Le lecteur ignorant les intentions de Martine Morillon-Carreau exposées en postface (mais déjà annoncées – de manière cryptée – dans les deux anagrammes liminaires),sera tenté, passées les épigraphes empruntées à Julien Gracq, de s'attacher à ce que la poète décrit comme «une véritable narration sous-jacente , courant d'un bout à l'autre du livre, avec état initial, péripéties, coups de théâtre, état final...» : récit discret, en demi-teinte semble-t-il, d'une affection déçue plus que trompée, récit lentement mûri d'un renoncement, en dialogue à une seule voix, dans un décor entre vespéral et nocturne accordé à la dure tristesse du sentiment. Même «la parole est sans ressource». Paysage de bord d'océan sur la dune, voilé puis présent, presque obsédant, beaucoup plus présent que l'être absent, parti ou congédié, et que la narratrice qui s'y promène. Puis au milieu du livre, la situation se retourne sans éclat ni rupture: autour d'une nouvelle rencontre ou d'un retour et d'un nouvel espoir. Comme « autant de petits miroirs sur l'étincellement de la mer ». La vie semble repartie.

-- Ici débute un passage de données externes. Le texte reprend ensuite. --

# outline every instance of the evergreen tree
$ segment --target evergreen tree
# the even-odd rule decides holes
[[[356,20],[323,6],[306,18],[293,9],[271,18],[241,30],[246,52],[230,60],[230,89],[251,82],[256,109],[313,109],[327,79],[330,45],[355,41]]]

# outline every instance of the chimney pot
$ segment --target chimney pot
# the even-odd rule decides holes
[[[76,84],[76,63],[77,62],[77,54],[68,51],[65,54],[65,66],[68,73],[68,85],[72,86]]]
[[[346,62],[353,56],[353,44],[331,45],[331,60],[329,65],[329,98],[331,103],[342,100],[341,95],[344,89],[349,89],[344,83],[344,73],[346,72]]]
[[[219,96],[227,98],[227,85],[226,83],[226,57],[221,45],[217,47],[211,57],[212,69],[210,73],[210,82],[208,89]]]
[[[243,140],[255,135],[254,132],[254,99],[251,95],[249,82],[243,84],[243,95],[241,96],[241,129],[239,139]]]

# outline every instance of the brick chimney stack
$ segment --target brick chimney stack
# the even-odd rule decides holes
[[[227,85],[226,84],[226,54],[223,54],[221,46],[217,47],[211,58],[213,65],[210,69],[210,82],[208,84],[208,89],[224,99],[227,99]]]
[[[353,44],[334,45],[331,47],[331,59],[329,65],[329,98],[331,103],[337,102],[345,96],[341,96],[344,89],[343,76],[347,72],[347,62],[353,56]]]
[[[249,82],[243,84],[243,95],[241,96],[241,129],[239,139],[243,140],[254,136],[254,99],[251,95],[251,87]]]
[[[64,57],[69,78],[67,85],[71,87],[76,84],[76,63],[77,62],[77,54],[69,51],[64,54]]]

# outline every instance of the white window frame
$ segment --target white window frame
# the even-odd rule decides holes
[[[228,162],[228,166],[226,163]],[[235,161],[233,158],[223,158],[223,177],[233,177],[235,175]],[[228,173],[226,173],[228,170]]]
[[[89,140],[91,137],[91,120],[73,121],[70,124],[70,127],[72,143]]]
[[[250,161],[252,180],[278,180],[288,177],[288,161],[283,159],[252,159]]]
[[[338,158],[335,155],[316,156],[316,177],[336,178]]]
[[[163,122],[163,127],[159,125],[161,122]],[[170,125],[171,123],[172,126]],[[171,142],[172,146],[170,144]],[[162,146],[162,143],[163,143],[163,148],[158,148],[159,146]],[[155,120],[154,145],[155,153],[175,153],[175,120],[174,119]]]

Au fil du récit l'atmosphère projette dans l'esprit du lecteur, sur son imagination des images visuelles ou sonores : tel, dans le retournement en son mitan vers plus de lumière, le Concerto à la Mémoire d'un Ange, d'Alban Berg.

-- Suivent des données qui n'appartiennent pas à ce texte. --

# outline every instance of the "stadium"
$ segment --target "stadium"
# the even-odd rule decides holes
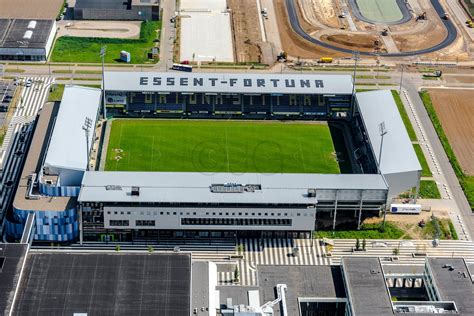
[[[351,76],[106,72],[103,88],[107,120],[99,89],[43,109],[13,238],[31,213],[41,241],[304,238],[419,185],[391,92]]]

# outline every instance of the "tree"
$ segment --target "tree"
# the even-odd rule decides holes
[[[235,266],[235,269],[234,269],[234,281],[235,281],[235,282],[239,282],[239,278],[240,278],[239,267],[238,267],[238,266]]]

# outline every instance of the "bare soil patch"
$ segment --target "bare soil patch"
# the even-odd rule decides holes
[[[256,1],[227,0],[232,10],[235,57],[238,62],[260,62],[262,42]]]
[[[289,56],[299,56],[304,59],[314,59],[324,56],[331,57],[341,57],[349,56],[348,54],[343,54],[336,52],[331,49],[325,49],[319,45],[310,43],[295,32],[293,32],[290,22],[288,20],[288,15],[285,7],[284,0],[275,0],[275,13],[278,21],[278,29],[280,31],[280,38],[283,50],[285,50]],[[299,14],[299,20],[301,27],[307,32],[312,33],[316,32],[319,29],[307,23],[304,19],[301,18],[301,13]]]
[[[466,174],[474,175],[474,90],[429,90],[449,143]]]

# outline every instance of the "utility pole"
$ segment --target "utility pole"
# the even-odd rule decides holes
[[[360,59],[359,57],[359,51],[355,50],[352,54],[354,58],[354,74],[352,75],[352,96],[351,96],[351,108],[352,108],[352,115],[351,117],[354,117],[355,114],[355,83],[356,83],[356,76],[357,76],[357,63]]]
[[[91,127],[92,127],[92,119],[86,116],[84,120],[84,125],[82,125],[82,129],[84,130],[86,134],[86,162],[87,162],[86,171],[89,171],[89,133],[90,133]]]
[[[107,110],[105,109],[105,75],[104,75],[104,59],[105,59],[106,53],[107,53],[107,46],[102,46],[100,48],[100,57],[102,57],[102,114],[104,115],[104,120],[107,120]]]
[[[400,75],[400,87],[398,88],[398,94],[400,94],[400,96],[402,95],[402,83],[403,83],[403,69],[405,67],[402,65],[402,73]]]
[[[382,171],[380,169],[382,163],[382,147],[383,147],[383,137],[388,133],[385,129],[385,122],[381,122],[379,124],[379,132],[380,132],[380,151],[379,151],[379,163],[378,163],[378,173],[381,174]]]

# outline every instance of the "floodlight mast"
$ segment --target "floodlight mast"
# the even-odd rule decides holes
[[[82,129],[86,135],[86,170],[89,171],[89,133],[92,127],[92,119],[90,117],[86,117],[84,120],[84,125],[82,125]]]
[[[100,57],[102,57],[102,114],[104,115],[104,120],[107,120],[107,110],[105,108],[105,75],[104,75],[104,59],[105,59],[106,53],[107,53],[107,46],[102,46],[100,48]]]

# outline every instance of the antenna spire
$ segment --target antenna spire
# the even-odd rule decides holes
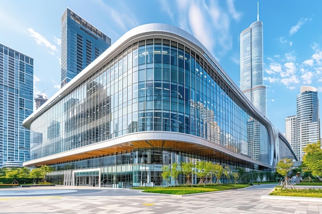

Mais le récit, ce mini épisode discret de la vie et l'amour d'une femme (on évoque alors Schubert ou Schumann mais ici la femme tourmentée sort victorieuse de son périple sentimental) ne répond qu'en partie aux intentions de l'auteur. À la fin de la lecture, la poète nous livre le secret oulipien d'une composition réalisée à partir d'«éclats» minuscules de texte, emprunté à plusieurs livres de Gracq, une tâche qui a porté sur des mois voire davantage d'un travail «jamais considéré comme un jeu», «réinsufflant au palimpseste gracquien une vie autre» «en tension constante avec cette autre exigence d'une complète appropriation stylistique de ces ruines». Ce long poème constitue effectivement, comme le souligne la poète, une réconciliation avec «son apparent ennemi intime, l'inspiration romantique et lyrique».

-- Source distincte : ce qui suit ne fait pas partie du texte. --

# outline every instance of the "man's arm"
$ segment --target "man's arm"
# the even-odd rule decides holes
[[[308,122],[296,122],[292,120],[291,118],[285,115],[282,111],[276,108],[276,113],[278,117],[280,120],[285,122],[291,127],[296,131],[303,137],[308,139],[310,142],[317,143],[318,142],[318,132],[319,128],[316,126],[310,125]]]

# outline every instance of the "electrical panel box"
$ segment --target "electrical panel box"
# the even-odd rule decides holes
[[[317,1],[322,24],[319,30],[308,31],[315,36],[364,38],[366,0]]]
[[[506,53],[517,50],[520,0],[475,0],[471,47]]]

Et puisque la poète se réfère discrètement à cette quête de «point suprême» recherché par les surréalistes - «Je pense Comme la mer est belle/ un miroir magique un écho/ une espèce de point suprême» - on peut se demander si cette rencontre entre un moi lucide et un dehors ici littéraire ne répond pas mieux au «fonctionnement réel de la pensée» du Premier Manifeste que la remontée d'un magma individuel présumé inconscient qui se manifeste à travers une syntaxe répétitive impeccable. Rencontre d'une psyché lucide et d'un hasard contrôlé comme dans la pratique du Yi King. Fascinant.